Short Paper “Efficient SIMD Vectorization for Hashing in OpenCL” accepted at EDBT 2018
Tobias Behrens (German Research Center for Artificial Intelligence), Viktor Rosenfeld (German Research Center for Artificial Intelligence), Jonas Traub (TU Berlin), Sebastian Breß (German Research Center for Artificial Intelligence, TU Berlin), Volker Markl (TU Berlin, German Research Center for Artificial Intelligence)
Hashing is at the core of many efficient database operators such as hash-based joins and aggregations. Vectorization is a technique that uses Single Instruction Multiple Data (SIMD) instructions to process multiple data elements at once. Applying vectorization to hash tables results in promising speedups for build and probe operations. However, vectorization typically requires intrinsics – low-level APIs in which functions map to processor-specific SIMD instructions. Intrinsics are specific to a processor architecture and result in complex and difficult to maintain code.

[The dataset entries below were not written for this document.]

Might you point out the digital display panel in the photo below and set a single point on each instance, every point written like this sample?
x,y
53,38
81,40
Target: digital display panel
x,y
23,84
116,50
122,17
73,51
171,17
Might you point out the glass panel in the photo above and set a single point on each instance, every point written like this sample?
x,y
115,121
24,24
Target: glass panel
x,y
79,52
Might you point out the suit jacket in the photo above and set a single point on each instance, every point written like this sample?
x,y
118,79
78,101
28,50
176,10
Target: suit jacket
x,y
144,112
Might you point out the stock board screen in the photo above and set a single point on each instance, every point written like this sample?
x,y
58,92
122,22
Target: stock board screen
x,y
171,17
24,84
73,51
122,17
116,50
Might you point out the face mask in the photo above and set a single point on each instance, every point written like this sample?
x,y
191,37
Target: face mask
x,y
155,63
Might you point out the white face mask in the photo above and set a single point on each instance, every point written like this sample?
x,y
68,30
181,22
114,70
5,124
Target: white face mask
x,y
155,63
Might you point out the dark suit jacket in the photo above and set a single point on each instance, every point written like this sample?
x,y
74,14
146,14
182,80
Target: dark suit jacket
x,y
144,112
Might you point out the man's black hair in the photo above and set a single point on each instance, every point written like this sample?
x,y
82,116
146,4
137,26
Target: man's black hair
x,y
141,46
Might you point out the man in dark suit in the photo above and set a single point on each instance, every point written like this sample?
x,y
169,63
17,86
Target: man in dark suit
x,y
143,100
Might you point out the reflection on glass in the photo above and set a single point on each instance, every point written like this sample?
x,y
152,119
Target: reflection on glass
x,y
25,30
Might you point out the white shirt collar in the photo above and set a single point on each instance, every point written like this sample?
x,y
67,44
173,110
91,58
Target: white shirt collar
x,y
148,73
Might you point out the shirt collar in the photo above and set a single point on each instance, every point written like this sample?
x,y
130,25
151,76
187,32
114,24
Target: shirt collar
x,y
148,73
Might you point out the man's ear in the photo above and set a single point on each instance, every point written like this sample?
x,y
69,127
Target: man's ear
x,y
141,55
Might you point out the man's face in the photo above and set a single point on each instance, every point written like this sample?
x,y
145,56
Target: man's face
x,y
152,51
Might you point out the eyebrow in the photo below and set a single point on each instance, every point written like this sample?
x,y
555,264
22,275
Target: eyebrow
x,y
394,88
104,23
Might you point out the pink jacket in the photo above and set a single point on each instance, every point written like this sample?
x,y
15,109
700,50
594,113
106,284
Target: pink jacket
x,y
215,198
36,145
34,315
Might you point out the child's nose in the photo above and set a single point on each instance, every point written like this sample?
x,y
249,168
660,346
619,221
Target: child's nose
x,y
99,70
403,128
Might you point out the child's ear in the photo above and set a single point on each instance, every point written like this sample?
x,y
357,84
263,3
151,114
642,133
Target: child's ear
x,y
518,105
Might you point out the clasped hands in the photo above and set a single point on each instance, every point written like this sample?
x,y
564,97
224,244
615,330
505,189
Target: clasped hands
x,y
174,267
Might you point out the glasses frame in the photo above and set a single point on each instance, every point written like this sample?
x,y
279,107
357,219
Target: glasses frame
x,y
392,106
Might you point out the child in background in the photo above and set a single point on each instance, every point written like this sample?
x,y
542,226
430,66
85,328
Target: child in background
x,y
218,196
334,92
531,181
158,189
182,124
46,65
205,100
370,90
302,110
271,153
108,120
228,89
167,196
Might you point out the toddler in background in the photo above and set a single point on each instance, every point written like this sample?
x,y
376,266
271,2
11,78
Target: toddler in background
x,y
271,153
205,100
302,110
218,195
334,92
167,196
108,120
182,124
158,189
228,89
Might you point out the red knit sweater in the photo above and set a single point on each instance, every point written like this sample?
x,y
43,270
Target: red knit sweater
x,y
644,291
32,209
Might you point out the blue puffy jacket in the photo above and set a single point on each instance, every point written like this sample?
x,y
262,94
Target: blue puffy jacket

OpenCL is a parallel programming framework which provides a higher abstraction level than intrinsics and is portable to different processors. Thus, OpenCL avoids processor dependencies, which results in improved code maintainability. In this paper, we add efficient, vectorized hashing primitives to OpenCL. Our experimental study shows that OpenCL-based vectorization is competitive to intrinsics on CPUs and Xeon Phi coprocessors.